# Weeds: Season 6



## CrusaderFrank

With Netflix on the Wii, the wife and I went through the first 5 Seasons in the last six weeks. 

I really liked the "Little Boxes" feel of the first 2 seasons and unfortunately, because the producers feel they must constantly up the stakes, the show began to go in a direction I'm not terribly fond of. 

Season Three was just plain fucking stupid and Season 4 and 5 with the Mexican Mafia Theme, eh, bad call.  At the end of Season 5, I was singing "Little Boxes" to myself but it's clear we're not in Agrestic anymore Toto.

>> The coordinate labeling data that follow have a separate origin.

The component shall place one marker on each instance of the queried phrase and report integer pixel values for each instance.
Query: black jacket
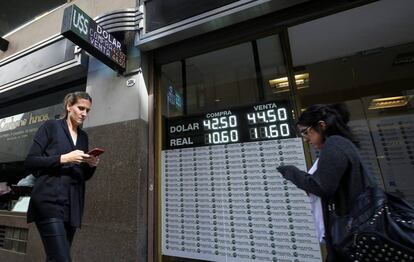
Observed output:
(59, 189)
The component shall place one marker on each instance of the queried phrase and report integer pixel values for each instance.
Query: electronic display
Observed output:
(265, 121)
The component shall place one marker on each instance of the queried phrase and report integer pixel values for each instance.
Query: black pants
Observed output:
(57, 239)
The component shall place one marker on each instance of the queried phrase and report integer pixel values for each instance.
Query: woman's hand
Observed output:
(74, 157)
(92, 160)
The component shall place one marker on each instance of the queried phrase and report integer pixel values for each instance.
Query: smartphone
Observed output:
(96, 151)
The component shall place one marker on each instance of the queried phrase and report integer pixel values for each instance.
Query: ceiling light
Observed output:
(282, 84)
(389, 102)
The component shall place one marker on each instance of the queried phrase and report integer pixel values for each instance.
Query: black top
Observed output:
(340, 176)
(59, 189)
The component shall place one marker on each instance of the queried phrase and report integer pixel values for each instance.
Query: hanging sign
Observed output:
(86, 33)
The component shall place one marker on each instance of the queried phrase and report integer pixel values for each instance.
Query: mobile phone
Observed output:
(96, 151)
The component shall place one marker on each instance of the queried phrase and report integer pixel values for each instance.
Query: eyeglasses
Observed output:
(304, 132)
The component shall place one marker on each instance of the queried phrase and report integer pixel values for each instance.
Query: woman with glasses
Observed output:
(339, 175)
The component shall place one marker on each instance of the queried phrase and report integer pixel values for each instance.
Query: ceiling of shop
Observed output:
(18, 12)
(380, 24)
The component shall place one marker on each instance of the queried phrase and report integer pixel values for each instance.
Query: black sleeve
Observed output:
(87, 170)
(325, 181)
(37, 159)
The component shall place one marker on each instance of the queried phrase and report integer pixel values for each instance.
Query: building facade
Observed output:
(203, 113)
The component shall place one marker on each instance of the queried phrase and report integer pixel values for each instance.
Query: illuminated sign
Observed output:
(83, 31)
(271, 120)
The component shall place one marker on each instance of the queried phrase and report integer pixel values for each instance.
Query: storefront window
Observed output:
(15, 14)
(230, 77)
(16, 137)
(221, 197)
(375, 86)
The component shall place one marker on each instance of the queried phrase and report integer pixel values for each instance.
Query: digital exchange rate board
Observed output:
(227, 202)
(272, 120)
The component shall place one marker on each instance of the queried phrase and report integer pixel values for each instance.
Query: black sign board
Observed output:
(266, 121)
(86, 33)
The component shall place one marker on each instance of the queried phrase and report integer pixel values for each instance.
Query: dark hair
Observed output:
(336, 117)
(71, 99)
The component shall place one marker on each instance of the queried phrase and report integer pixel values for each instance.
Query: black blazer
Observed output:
(59, 189)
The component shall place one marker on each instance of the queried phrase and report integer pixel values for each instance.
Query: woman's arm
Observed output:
(332, 164)
(36, 158)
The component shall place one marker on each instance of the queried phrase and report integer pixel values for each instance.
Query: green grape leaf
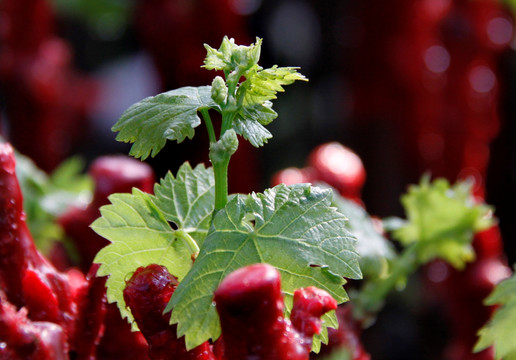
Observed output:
(250, 122)
(231, 56)
(171, 115)
(137, 225)
(443, 219)
(500, 332)
(48, 196)
(375, 250)
(292, 228)
(188, 199)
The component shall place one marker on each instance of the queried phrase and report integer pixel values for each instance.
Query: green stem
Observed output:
(221, 184)
(189, 242)
(227, 122)
(371, 297)
(209, 125)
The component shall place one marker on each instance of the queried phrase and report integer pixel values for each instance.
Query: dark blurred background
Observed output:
(412, 86)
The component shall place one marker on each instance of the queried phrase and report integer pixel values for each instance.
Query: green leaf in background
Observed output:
(292, 228)
(48, 196)
(500, 332)
(107, 18)
(442, 219)
(171, 115)
(140, 233)
(375, 250)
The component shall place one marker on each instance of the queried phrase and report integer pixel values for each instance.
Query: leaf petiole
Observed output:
(209, 124)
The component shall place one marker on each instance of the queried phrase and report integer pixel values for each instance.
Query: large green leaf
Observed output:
(138, 227)
(188, 199)
(171, 115)
(500, 331)
(292, 228)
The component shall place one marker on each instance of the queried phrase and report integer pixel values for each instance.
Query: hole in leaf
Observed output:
(250, 220)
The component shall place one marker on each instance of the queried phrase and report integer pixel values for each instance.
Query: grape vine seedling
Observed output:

Spoiler Alert: I lose all sympathy for Nancy and her plight with the death of 2 DEA agents on her hands.


----------



## Shogun

My fiancee and I started watching this last night with season 1.  I dunno, man, I'm having a hard time feeling simpathetic towards the woman anyway; can't afford a lifestyle? sell the house, fire the MAID and go back to school instead of selling pot under bullshit rationalizations.


----------



## MikeK

I enjoyed the first season of _Weeds_ but it quickly went downhill from there.  I clicked on the latest episode because there was nothing else on and clicked off it after ten minutes.  

It's become utterly ridiculous and there is absolutely nothing redeeming about it.  It's not funny and it's not serious.  It's silly, inane and it's absurd.  And I'll never watch it again.


----------



## Toro

Saw the first few episodes with friends a while back.  I liked it.


----------